I hate to do this, but you gotta know there's a lot to learn. You working with a number of variables that need to be controlled and adjusted.

Extraction time - which is effected by tamp pressure, grind adjustment and coffee dose.

Extraction time is the time in seconds it takes to get 2 - 2 1/2 ounces in your cup - it should take between 20-30 seconds. (Some do extraction strictly by time, irrespective of how much is in the cup. Not the method I favor, but that's me). If it takes more than 30 seconds, your grind is too fine (assuming you hold your tamp pressure constant) and you are over extracting. You then move the adjustment a click or two to make it a tiny bit more coarse.
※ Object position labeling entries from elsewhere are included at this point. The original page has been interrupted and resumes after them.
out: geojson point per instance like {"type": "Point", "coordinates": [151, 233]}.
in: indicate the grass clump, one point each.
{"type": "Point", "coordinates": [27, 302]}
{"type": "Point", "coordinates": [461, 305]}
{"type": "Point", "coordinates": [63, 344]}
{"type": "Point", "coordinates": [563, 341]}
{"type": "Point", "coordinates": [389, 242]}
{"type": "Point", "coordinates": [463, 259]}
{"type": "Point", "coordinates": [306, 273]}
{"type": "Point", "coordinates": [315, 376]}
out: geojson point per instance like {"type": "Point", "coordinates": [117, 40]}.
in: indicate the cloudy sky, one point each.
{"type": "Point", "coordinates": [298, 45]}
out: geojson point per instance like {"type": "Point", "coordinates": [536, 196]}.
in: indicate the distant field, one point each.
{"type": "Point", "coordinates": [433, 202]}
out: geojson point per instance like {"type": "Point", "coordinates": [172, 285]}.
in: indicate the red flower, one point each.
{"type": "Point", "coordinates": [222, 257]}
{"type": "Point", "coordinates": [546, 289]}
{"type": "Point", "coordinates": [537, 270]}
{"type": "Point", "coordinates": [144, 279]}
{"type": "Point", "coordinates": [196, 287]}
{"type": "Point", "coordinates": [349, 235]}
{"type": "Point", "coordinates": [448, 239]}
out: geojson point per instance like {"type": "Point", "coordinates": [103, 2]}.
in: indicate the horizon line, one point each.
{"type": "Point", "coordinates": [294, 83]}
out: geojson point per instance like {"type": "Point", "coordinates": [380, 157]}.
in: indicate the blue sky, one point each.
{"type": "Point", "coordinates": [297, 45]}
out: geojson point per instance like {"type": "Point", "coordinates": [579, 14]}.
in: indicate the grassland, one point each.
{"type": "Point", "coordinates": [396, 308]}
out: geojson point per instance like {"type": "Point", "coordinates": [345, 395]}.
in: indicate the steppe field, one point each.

Conversely, if getting 2 - 2 1/2 ounces in your cup takes less than 20 seconds, you are under-extracting, and need to make your grind a click or two finer. Again, this assumes you hold your tamp pressure constant.

The nice thing about the grinder suggested is that his has a doser, which means another variable is controlled for you. You will get a consistent amount of grind in your portafilter each time you use it. I suggest using the double shot basket. You will get a single shot basket and a double shot basket. I suggest you use the double shot basket for openers.

Sorry to make sound all complicated, but even casual espresso amking does require a bit time to learn.

Go for it...you'll love the drinks you make!!